WARN [ScheduledTasks:1] 2014-02-02 00:46:46,384 AutoSavingCache.java (line 187) Reducing MyColumnFamily KeyCache capacity from 200000 to 150000 to reduce memory pressure
Apparently memory is not enough at this point of time and the key cache is reduced to free up more memory for the cassandra instance. Let's look at the cassandra yaml file if there is any description for the key cache.
# emergency pressure valve #2: the first time heap usage after a full
# (CMS) garbage collection is above this fraction of the max,
# Cassandra will reduce cache maximum _capacity_ to the given fraction
# of the current _size_. Should usually be set substantially above
# flush_largest_memtables_at, since that will have less long-term
# impact on the system.
# Set to 1.0 to disable. Setting this lower than
# CMSInitiatingOccupancyFraction is not likely to be useful.
There are two configurations that reduce the cache size. When memory heap usage at 85%, key cache is reduced to 60% of its initial value. So now we dive deeper into the code to see what happened. Let's read into class GCInspector.

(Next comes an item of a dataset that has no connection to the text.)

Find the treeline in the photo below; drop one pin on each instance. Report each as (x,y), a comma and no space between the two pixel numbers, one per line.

double usage = (double) memoryUsed / memoryMax;
if (memoryUsed > DatabaseDescriptor.getReduceCacheSizesAt() * memoryMax && !cacheSizesReduced)
cacheSizesReduced = true;
logger.warn("Heap is " + usage + " full. You may need to reduce memtable and/or cache sizes. Cassandra is now reducing cache sizes to free up memory. Adjust reduce_cache_sizes_at threshold in cassandra.yaml if you don't want Cassandra to do this automatically");
When memory used is greater than reduce_cache_sizes_at (configured in cassanra.yaml, value at 0.85) multiply maximum memory in the heap and cache has not been reduced before. For example, if jvm is assigned with 8GB of heap, so the if statement evaluation become valid under such arithmetic, memory usage greater than 6.8GB when cache size has not been reduced before.

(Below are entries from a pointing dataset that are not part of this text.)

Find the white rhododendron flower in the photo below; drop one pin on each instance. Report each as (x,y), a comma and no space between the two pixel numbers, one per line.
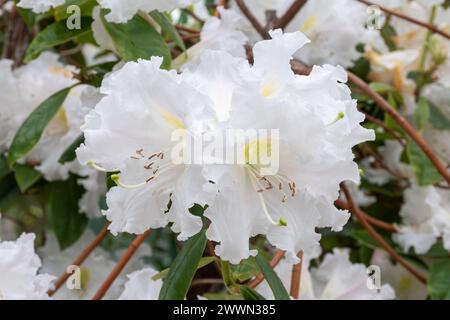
(134,136)
(336,278)
(135,140)
(19,266)
(335,28)
(92,272)
(140,286)
(122,11)
(40,6)
(26,88)
(425,218)
(405,285)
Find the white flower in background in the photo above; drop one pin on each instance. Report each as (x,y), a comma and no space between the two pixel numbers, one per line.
(130,131)
(93,271)
(425,218)
(122,11)
(336,278)
(28,86)
(19,265)
(393,68)
(334,28)
(224,34)
(140,286)
(405,285)
(40,6)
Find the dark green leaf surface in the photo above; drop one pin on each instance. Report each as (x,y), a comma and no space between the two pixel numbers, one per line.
(182,270)
(32,128)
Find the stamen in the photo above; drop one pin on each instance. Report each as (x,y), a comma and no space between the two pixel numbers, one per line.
(340,116)
(96,167)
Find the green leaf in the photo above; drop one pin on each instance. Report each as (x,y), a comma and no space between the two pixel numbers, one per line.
(183,269)
(204,261)
(422,113)
(381,87)
(56,34)
(438,119)
(278,289)
(4,168)
(32,128)
(69,154)
(423,168)
(137,39)
(25,176)
(250,294)
(439,280)
(61,208)
(86,7)
(245,270)
(168,28)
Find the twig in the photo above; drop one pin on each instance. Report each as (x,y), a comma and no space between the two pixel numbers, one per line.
(186,29)
(377,237)
(290,14)
(300,68)
(296,277)
(260,277)
(385,127)
(408,18)
(81,258)
(120,265)
(374,221)
(252,19)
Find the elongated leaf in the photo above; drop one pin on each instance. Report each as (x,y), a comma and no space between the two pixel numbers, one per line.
(278,289)
(25,176)
(182,270)
(439,280)
(85,6)
(204,261)
(137,39)
(61,208)
(69,154)
(32,128)
(56,34)
(250,294)
(4,168)
(422,113)
(438,119)
(168,28)
(423,168)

When the condition become true, StorageService will start to reduce cache size. A simple for loop over all column families to reduce the cache size. As seen here, there are two caches are being reduced. The rowcache and the keycache. Because we did not enable row cache and also not a focus on this study, I'll leave as an exercise for you. The investigation continue on the keyCache.reduceCacheSize();. As the snippet of code below shown.

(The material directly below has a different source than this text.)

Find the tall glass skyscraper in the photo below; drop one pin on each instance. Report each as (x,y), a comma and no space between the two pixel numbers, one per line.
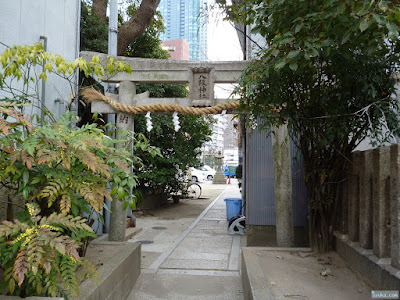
(186,19)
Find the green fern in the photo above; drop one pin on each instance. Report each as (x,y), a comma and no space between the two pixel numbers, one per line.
(45,259)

public void reduceCacheSize()
if (getCapacity() > 0)
int newCapacity = (int) (DatabaseDescriptor.getReduceCacheCapacityTo() * size());
logger.warn(String.format("Reducing %s %s capacity from %d to %s to reduce memory pressure",
cfName, cacheType, getCapacity(), newCapacity));
So if the capacity is initially assigned to a value larger than 0, then a new capacity is set. The new capacity is such that, reduce_cache_capacity_to (default at cassandra yaml, 0.60) multiply with the current size of the cache. For example, if the cache is occupied at 20000 x 0.60, the new value will be the new cache capacity at 12000.
This wrap up the investigation. Final thought, because the memory consumption is exceed certain amount of threshold, this emergency pressure valve kicked in. To fix immediate, an increase heap for cassandra instance will solve, but the correct would probably reduce node load or increase node for the cluster. When cache capacity is reduced, expect read become slower too and in data storage perspective, speed and performance is everything and reduced cache is definitely an impact to the cluster.